All kidding aside, though, I've grown 'Colorata', 'Singapore' and 'H'Ra' emersed in the same tub in the past, and they're pretty much completely indistinguishable. 'H'Ra' seems to have slightly narrower, more orangey leaves in submersed form, but emersed it just looks like the others...


----------



## miremonster

bigstick120 said:


> The Singapore to me look the same as the Colorata, maybe a little more orange, but its difficult to tell the difference.


As I suspected... different strains but hardly distinguishable, no chance to distinguish them if not cultivated together under equal conditions.

What to do in such cases as R. "Colorata" and "Singapore"? Either to say they are the same or negligibly different and to choose 1 of the trade names for them all, 
or to continue calling them with different names but admitting that they are hardly different?


----------



## Shad0w

I live in Singapore but I never heard rotala "Singapore" before


----------



## miremonster

Shad0w said:


> I live in Singapore but I never heard rotala "Singapore" before


Maybe the name was given by traders outside Singapore who got the Rotala from there. If so, it would be interesting from which nursery / company in Singapore, and if there is or was a different name for the plant.


----------



## herns

Rotala Singapore have smaller leaves than Rotala Colorata. This is the major distinction I found between the two.
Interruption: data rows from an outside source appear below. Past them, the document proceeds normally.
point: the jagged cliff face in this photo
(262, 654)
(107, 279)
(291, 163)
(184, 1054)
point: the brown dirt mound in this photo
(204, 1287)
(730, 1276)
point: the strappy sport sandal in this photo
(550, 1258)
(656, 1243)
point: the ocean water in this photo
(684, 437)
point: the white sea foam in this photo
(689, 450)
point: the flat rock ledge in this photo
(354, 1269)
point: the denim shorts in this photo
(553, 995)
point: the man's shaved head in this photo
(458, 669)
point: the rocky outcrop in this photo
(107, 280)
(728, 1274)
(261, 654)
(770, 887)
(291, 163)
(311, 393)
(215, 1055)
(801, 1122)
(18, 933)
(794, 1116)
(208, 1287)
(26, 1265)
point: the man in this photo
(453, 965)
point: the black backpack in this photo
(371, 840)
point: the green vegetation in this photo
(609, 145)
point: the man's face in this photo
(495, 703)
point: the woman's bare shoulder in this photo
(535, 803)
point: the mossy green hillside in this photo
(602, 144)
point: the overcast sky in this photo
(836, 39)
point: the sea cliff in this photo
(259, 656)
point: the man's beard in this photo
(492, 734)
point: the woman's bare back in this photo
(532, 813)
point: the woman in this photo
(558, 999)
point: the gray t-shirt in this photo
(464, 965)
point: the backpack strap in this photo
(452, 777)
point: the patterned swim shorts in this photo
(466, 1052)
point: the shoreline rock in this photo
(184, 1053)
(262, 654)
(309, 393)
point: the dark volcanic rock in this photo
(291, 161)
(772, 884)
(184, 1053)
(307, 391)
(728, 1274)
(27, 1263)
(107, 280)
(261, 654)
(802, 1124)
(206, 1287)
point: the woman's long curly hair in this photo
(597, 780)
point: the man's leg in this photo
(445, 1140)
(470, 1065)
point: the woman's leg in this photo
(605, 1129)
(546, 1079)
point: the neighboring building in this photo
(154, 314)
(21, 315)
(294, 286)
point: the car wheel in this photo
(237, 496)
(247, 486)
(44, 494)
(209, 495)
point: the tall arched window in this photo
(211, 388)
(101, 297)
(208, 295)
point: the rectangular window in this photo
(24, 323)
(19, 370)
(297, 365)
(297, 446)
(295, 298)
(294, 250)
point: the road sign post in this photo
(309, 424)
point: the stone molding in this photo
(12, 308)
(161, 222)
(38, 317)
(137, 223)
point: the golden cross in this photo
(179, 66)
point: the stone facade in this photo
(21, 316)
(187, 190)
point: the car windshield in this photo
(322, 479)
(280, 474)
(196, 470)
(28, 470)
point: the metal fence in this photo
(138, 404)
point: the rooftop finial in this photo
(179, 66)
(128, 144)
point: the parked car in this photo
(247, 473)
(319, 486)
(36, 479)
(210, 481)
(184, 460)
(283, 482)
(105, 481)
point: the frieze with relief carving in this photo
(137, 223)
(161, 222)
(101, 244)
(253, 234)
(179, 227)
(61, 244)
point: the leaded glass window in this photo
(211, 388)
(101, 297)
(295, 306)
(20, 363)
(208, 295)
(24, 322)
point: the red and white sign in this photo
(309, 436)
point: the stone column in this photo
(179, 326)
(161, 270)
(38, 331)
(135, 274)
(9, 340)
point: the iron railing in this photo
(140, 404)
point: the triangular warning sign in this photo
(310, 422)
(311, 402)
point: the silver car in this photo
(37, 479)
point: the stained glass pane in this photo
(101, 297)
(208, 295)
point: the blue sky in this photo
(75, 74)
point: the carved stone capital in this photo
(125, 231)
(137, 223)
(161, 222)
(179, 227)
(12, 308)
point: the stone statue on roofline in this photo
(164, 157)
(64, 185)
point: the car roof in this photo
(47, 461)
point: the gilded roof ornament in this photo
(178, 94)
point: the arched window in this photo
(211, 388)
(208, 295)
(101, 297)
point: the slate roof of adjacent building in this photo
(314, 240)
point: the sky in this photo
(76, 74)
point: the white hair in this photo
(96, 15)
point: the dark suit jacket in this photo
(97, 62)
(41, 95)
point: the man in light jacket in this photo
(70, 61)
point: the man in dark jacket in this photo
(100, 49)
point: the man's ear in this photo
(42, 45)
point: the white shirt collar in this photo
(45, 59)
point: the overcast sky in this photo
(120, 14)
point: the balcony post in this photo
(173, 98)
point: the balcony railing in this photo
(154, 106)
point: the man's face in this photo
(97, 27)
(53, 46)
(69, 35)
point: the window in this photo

http://www.aquaticplantcentral.com/...quariums/63496-rotala-sp-h-ra.html#post509406


----------



## armedbiggiet

I have the Singapore, tropica and the colorata in the same tank once. Singapore and tropica is like identical in every way(shape, size, color), it is more pinkish than colorata, plus bright green when there is some. Colorata is bigger with deeper red, more orange sometime, if there is some green it is more a yellowish green. So I do think Singapore is tropica cause they don't cultivate aquatic plants like tropica do. Does Singapore have any native rotalas?


----------



## Mac120

Imo Rotala H´ra and Rotala Singapor look somehow the same.

There are
Rotala rotundifolia
Rotala Colorata (gets red)
Rotala Yao Yai (red stem and gets more reddish even without nutrition limitation)
Rotala Pink (looks like Rotala Green, but didnt have bending grow)
Rotala India Kramer (gets ochre-yellow/brown colour)
Rotala H´ra (less colours as Colorata and has bending grow)

Some Rotalas in compare:


----------



## acitydweller

even in 2013, its still confusing


----------